I crate my dog all the time. I don't think anyone who knows dogs doesn't know the great benefit of a crate. My concern was not being able to be let off her leash. That's unacceptable for me. I don't really care if it's the way trs must be run, lol. If it's how it must be run i mustn't be a student there.

and no I don't think I'd be uncomfortable with the training techniques. I don't think anyone who understands dogs social behavior would be against e collars or prong collars. Dogs teach their own with coercion and that's what makes sense to them. The appropriate use of coercion, that is as of course. the tools mentioned can be used inappropriately

But alas I'm not spending that much money. So trs is out of the question.
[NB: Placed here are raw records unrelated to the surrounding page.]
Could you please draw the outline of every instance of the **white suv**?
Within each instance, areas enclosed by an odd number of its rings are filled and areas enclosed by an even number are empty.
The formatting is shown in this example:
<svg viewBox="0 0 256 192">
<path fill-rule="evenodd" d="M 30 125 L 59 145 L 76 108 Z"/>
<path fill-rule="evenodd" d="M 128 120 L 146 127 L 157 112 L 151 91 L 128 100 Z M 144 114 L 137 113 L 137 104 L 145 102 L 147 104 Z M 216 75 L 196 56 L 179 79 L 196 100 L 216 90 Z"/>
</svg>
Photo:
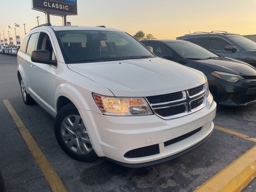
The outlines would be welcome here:
<svg viewBox="0 0 256 192">
<path fill-rule="evenodd" d="M 216 104 L 204 74 L 157 57 L 124 32 L 40 26 L 26 35 L 18 61 L 24 102 L 55 118 L 57 140 L 75 159 L 150 165 L 213 131 Z"/>
</svg>

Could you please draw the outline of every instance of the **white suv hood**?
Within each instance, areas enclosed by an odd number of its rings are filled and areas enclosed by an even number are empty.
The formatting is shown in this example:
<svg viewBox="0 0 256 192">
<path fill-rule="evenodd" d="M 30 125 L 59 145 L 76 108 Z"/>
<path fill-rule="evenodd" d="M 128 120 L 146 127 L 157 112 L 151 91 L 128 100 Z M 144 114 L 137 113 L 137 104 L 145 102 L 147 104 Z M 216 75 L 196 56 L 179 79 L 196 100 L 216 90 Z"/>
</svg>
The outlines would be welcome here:
<svg viewBox="0 0 256 192">
<path fill-rule="evenodd" d="M 68 67 L 108 88 L 116 96 L 160 95 L 192 88 L 205 81 L 202 72 L 159 58 L 68 64 Z"/>
</svg>

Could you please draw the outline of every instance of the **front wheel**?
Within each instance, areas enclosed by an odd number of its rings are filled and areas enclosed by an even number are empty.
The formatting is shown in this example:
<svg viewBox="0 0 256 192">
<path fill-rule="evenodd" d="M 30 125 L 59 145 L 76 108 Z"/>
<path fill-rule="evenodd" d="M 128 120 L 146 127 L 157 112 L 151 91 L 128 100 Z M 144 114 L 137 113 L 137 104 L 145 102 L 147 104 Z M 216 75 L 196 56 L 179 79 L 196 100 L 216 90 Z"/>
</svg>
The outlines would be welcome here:
<svg viewBox="0 0 256 192">
<path fill-rule="evenodd" d="M 98 157 L 81 116 L 73 104 L 69 104 L 60 110 L 55 119 L 54 132 L 60 147 L 72 158 L 90 162 Z"/>
<path fill-rule="evenodd" d="M 23 99 L 23 102 L 26 105 L 32 105 L 36 102 L 27 93 L 26 88 L 25 88 L 25 85 L 24 85 L 24 82 L 23 82 L 23 80 L 22 79 L 20 81 L 20 90 L 22 98 Z"/>
</svg>

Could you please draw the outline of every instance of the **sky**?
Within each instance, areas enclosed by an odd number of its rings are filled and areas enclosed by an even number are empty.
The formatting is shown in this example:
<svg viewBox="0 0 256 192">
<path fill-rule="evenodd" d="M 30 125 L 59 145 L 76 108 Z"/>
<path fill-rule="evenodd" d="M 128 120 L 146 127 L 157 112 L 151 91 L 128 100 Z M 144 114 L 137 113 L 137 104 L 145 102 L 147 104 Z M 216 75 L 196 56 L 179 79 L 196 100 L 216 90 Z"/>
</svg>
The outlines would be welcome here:
<svg viewBox="0 0 256 192">
<path fill-rule="evenodd" d="M 0 34 L 13 37 L 45 23 L 44 13 L 31 9 L 31 0 L 0 0 Z M 67 17 L 72 25 L 104 25 L 134 35 L 140 30 L 157 38 L 175 39 L 195 31 L 221 30 L 241 35 L 256 34 L 256 0 L 77 0 L 78 15 Z M 51 16 L 52 25 L 62 25 Z M 8 26 L 12 28 L 8 29 Z M 9 42 L 9 41 L 8 41 Z"/>
</svg>

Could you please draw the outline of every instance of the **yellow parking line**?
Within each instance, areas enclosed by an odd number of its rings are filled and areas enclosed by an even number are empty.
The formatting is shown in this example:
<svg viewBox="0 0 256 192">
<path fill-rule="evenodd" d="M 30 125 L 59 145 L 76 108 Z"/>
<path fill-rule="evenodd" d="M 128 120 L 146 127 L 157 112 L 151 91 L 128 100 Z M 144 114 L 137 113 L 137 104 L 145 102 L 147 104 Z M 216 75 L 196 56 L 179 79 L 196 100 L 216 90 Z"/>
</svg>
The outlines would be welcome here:
<svg viewBox="0 0 256 192">
<path fill-rule="evenodd" d="M 194 192 L 238 192 L 256 176 L 256 145 Z"/>
<path fill-rule="evenodd" d="M 223 128 L 223 127 L 219 127 L 218 126 L 216 126 L 216 125 L 214 126 L 214 128 L 228 133 L 229 134 L 231 134 L 232 135 L 235 135 L 236 136 L 237 136 L 238 137 L 239 137 L 243 139 L 246 139 L 246 140 L 248 140 L 249 141 L 252 141 L 252 142 L 256 142 L 256 138 L 250 137 L 249 136 L 248 136 L 247 135 L 244 135 L 243 134 L 236 132 L 235 131 L 232 131 L 231 130 L 230 130 L 229 129 L 226 129 L 225 128 Z"/>
<path fill-rule="evenodd" d="M 64 184 L 8 100 L 3 100 L 28 148 L 38 163 L 53 192 L 67 192 Z"/>
</svg>

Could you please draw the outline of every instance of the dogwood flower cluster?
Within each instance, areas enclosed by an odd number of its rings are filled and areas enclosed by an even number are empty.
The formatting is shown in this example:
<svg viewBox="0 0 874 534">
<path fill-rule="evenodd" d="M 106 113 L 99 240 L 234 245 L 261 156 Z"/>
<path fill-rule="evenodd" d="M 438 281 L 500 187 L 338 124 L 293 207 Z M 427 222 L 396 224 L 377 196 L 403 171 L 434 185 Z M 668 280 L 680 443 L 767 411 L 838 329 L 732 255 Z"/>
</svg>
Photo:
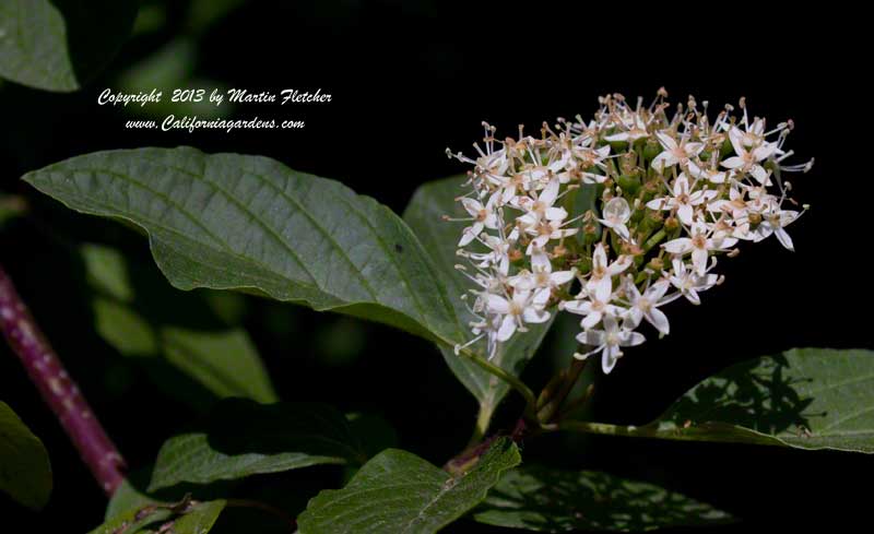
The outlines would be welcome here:
<svg viewBox="0 0 874 534">
<path fill-rule="evenodd" d="M 744 99 L 712 118 L 689 97 L 671 109 L 666 93 L 648 106 L 618 94 L 600 98 L 590 120 L 558 119 L 539 135 L 497 139 L 470 164 L 468 192 L 457 200 L 466 223 L 457 265 L 472 282 L 473 339 L 494 357 L 501 344 L 554 310 L 579 315 L 583 347 L 610 372 L 626 347 L 646 340 L 646 323 L 670 332 L 662 308 L 722 283 L 717 259 L 740 241 L 771 235 L 787 249 L 795 207 L 786 165 L 792 121 L 768 129 Z M 469 301 L 469 296 L 462 298 Z"/>
</svg>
I'll be looking for a good mentor.


----------



## Matthew Grubb (Nov 16, 2007)

I think a phone call to the Tom Rose School would answer almost every one of your questions.


----------



## Alex Moyer (Aug 16, 2014)

Matthew Grubb said:


> I think a phone call to the Tom Rose School would answer almost every one of your questions.


Great idea. Simplest solution and best xd
But like I said its too much money for me. I can't make 19k to attend the school, it's not realistic for me at this point. I'd love to attend, but the cost is an unclimbable wall I won't get over


----------



## Matthew Grubb (Nov 16, 2007)

Alex Moyer said:


> Great idea. Simplest solution and best xd
> But like I said its too much money for me. I can't make 19k to attend the school, it's not realistic for me at this point. I'd love to attend, but the cost is an unclimbable wall I won't get over


Unfortunately becoming a "good" dog trainer is going to cost. You are going to pay one way or another... either pay up front for paper from a good starting school like Tom Rose or Michael Ellis or you pay as you go collecting paper from seminars you attend all over the country traveling here and there. I'm sure everyone here can attest to the thousands and thousands of dollars spent on training. If you want to get into the game, and if this is how you want to make a living, put together a business plan and find the money. Or else find a training center to work at and learn that way.


----------



## Joby Becker (Dec 13, 2009)

Alex Moyer said:


> Hello,
> 
> 
> Does anyone have experience with the Tom Rose School, or John Soarez?
> While I believe John Soarez


john soares?

wtf....

any good dog trainer school will give you ED-U-MACATION,,, and paper..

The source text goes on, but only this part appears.